T11-08 Quantification of Six Major Non-O157 Escherichia coli Serogroups in Feces of Feedlot Cattle by Spiral Plating and Quantitative Real-time PCR Methods

Tuesday, July 28, 2015: 10:30 AM
C124 (Oregon Convention Center)
Pragathi Belagola Shridhar, Kansas State University, Manhattan, KS
Lance Noll, Kansas State University, Manhattan, KS
Ellen Kim, Kansas State University, Manhattan, KS
Charley Cull, Kansas State University, Manhattan, KS
Diana Dewsbury, Kansas State University, Manhattan, KS
Xiaorong Shi, Kansas State University, Manhattan, KS
Natalia Cernicchiaro, Kansas State University, Manhattan, KS
David Renter, Kansas State University, Manhattan, KS
Jianfa Bai, Kansas State University, Manhattan, KS
TG Nagaraja, Kansas State University, Manhattan, KS
Introduction: Shiga Toxin-producing non-O157 E. coli of serogroups O26, O45, O103, O111, O121 and O145 are major foodborne pathogens.  Cattle are a major reservoir and shed the organisms in the feces.  Data on fecal concentration of non-O157 E. coli in cattle is limited because of lack of validated quantification methods.  

Purpose: To evaluate the applicability of spiral plating method and multiplex real-time quantitative PCR (qPCR) to quantify six non-O157 E. coli serogroups in cattle feces.  

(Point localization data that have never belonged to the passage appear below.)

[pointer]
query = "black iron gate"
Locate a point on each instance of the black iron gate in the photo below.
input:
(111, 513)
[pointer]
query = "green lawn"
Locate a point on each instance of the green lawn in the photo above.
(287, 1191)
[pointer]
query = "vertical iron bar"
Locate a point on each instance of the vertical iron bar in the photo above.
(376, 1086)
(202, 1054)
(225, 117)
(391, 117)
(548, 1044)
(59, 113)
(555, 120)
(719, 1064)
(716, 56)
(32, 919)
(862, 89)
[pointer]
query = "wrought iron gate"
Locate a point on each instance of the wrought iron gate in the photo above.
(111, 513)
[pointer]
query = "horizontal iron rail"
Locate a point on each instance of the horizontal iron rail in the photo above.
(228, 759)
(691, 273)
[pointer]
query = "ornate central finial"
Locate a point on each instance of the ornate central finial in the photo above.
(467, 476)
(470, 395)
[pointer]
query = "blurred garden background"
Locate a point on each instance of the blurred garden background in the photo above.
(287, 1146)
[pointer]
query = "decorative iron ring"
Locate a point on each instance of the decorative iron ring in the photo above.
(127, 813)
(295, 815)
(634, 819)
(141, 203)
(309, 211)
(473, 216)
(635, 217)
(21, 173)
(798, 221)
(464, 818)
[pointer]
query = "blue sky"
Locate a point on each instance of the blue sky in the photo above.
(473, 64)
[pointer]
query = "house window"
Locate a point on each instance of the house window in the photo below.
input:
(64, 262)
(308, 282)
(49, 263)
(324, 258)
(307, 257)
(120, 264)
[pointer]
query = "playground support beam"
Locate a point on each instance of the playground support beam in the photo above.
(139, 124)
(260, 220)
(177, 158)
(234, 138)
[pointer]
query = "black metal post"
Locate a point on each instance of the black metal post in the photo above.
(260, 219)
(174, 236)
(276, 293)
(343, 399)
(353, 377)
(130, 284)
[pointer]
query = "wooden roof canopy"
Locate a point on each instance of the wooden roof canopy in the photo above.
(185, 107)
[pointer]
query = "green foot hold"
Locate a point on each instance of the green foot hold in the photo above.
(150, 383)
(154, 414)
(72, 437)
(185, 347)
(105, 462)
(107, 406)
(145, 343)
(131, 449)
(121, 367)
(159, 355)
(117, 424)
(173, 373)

Methods: Cattle fecal samples (n = 1,152) collected from eight commercial feedlots were suspended in E. coli broth.  Diluted fecal suspensions were spiral plated onto selective chromogenic medium.  Concentration (CFU/g) was determined by counting chromogenic colonies using a counting grid and testing ten randomly picked colonies individually by a multiplex conventional PCR targeting six serogroups and four virulence genes.  Concentration of each serogroup was determined based on the proportion of colonies positive for the serogroup.  DNA extracted from fecal suspensions was subjected to two qPCR assays: Assay 1 - O26, O103, and O111; Assay 2 - O45, O121, and O145.  Fecal suspensions incubated at 40°C for 6 h were subjected to a culture method for the detection of six non-O157 E. coli serogroups.

Results: A total of 787 (68.3%) samples were positive by culture method for at least one of the six non-O157 E. coli serogroups, and of those 139 (17.7%) were quantifiable (> log 2.9) by spiral plating method and 493 (42.8%; > log 4) by qPCR assays.  E. coli O103 was the predominant serogroup quantified by spiral plating method (8.7%) and qPCR (25.5%).  

Significance: Spiral plating method can be used to determine the concentration of non-O157 E. coli serogroups and those that carry Shiga Toxin genes in cattle feces.  The qPCR assays are more sensitive but allow quantification only at the serogroup level.